Sant'Agata

 (Redazionale) Dopo anni di pausa, il Coro Lirico Siciliano e il coro di voci bianche “I fanciulli di Agata” riportano alla luce il patrimonio musicale legato al culto agatino. In occasione delle festività agatine 2026, viene presentato un progetto di alto valore storico e musicologico, volto alla valorizzazione della musica liturgica e devozionale dedicata a Santa Agata, con il tradizionale concerto del 3 febbraio in Piazza del Duomo a Catania.

Grazie a una rigorosa ricerca filologica condotta da Daniela Calcamo e Daniele Cannavò, in collaborazione con istituzioni culturali locali, è stato recuperato un corpus di opere dimenticate da oltre un secolo. Questo lavoro ha permesso di ricostruire la mappatura sonora della Catania tra Ottocento e Novecento, periodo in cui si fondevano linguaggio operistico e devozione sacra.
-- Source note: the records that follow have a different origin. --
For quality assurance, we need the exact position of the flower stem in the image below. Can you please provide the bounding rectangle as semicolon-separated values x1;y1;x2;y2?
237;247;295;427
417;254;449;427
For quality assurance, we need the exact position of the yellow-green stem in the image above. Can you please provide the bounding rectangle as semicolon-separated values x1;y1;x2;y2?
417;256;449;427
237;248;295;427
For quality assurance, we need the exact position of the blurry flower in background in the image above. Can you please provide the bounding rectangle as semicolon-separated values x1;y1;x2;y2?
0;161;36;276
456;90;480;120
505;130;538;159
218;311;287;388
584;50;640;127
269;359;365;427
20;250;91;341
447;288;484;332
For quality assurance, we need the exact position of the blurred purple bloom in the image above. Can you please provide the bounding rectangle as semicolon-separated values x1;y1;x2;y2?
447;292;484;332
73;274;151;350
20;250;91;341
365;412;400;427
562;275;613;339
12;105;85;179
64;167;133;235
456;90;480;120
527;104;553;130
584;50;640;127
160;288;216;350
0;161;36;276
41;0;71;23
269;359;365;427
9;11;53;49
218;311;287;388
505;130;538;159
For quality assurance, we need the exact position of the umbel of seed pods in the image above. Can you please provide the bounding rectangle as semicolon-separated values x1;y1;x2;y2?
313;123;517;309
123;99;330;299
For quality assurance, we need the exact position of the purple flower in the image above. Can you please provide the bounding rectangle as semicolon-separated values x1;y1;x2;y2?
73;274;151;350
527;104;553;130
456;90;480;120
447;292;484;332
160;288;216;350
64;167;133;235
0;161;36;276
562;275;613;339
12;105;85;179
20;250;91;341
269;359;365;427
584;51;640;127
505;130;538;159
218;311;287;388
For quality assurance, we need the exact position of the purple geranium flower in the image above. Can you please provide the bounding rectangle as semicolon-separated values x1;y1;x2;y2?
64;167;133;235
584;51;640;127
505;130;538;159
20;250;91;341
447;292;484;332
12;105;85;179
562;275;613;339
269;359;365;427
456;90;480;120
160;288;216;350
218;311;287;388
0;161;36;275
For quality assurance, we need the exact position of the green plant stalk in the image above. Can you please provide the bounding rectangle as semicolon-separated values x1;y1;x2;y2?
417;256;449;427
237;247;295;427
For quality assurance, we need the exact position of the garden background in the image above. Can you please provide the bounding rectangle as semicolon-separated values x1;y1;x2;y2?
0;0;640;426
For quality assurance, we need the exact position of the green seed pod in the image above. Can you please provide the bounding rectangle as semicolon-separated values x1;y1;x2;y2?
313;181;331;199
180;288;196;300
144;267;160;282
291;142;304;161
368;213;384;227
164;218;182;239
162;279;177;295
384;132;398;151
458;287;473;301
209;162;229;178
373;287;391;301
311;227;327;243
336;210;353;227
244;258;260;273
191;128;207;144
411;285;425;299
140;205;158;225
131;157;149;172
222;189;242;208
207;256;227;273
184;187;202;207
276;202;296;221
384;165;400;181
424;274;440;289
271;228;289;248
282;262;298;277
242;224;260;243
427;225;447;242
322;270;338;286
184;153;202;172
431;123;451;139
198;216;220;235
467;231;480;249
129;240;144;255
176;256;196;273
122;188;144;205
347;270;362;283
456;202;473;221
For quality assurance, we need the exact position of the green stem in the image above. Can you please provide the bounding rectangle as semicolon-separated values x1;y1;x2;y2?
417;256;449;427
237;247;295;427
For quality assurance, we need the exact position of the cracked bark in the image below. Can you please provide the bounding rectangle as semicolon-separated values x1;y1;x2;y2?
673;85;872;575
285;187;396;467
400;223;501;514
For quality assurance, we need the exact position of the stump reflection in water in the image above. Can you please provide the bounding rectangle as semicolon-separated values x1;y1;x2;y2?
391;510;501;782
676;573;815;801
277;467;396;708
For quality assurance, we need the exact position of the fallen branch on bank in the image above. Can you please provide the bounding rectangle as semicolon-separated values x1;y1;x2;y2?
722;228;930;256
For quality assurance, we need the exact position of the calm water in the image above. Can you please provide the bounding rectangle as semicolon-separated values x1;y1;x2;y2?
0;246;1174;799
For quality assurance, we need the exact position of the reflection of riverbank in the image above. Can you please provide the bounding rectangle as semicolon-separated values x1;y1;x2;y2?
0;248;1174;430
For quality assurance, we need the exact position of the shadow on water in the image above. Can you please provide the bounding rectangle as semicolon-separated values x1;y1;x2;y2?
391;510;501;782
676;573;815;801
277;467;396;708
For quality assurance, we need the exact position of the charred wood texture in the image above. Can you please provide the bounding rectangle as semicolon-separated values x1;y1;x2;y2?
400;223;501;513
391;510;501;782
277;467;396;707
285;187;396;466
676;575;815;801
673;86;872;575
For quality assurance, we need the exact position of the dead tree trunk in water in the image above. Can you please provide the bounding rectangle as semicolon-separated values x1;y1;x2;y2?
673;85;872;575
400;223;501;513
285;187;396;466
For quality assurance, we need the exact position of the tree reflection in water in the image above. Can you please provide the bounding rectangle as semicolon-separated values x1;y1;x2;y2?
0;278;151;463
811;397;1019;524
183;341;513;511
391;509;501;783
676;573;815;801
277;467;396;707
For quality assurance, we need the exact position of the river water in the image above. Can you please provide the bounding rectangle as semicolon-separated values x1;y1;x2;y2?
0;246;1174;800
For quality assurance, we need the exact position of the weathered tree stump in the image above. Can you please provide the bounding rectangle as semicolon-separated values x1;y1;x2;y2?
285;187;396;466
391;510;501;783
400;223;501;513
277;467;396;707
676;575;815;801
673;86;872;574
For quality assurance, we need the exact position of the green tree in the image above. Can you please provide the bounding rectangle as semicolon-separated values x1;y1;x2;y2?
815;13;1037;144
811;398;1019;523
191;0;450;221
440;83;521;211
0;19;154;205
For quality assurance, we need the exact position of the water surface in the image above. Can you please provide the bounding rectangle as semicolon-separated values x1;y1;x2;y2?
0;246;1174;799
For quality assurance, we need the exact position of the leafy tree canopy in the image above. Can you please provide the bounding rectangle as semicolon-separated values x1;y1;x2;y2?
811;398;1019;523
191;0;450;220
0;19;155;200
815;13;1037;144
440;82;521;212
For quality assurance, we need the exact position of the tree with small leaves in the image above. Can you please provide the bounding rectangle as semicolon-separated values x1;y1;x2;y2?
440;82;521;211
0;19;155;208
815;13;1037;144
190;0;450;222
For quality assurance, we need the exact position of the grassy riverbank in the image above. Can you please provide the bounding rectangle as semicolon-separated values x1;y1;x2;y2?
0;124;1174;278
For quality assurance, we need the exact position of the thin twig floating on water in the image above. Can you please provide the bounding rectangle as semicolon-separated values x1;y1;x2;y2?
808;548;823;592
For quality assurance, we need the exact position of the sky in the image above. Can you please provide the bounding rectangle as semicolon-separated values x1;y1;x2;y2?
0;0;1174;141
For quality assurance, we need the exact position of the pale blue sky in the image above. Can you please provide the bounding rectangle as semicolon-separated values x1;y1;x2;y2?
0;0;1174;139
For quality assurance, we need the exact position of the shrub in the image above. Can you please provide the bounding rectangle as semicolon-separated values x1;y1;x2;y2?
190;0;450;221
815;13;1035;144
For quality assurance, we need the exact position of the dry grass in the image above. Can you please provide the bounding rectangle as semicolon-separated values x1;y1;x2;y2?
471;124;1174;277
L’evento, diretto dal Maestro Giuseppe Romeo con l’Orchestra Giovanile “Vincenzo Bellini”, il Coro Lirico Siciliano, il coro “I fanciulli di Agata” e la partecipazione di artisti di rilievo, proporrà pagine musicali di grande valore, tra cui la prima esecuzione mondiale della cantata del 1879 “All’inclita Vergine protomartire catanese S. Agata”. Il programma prevede inoltre omaggi a compositori come Pietro Branchina e Salvatore Riela, oltre a brani liturgici e popolari della tradizione agatina.

L’iniziativa rappresenta un atto di valorizzazione culturale e musicale per la città di Catania, restituendo alla collettività un patrimonio sonoro di grande rilevanza storica e identitaria.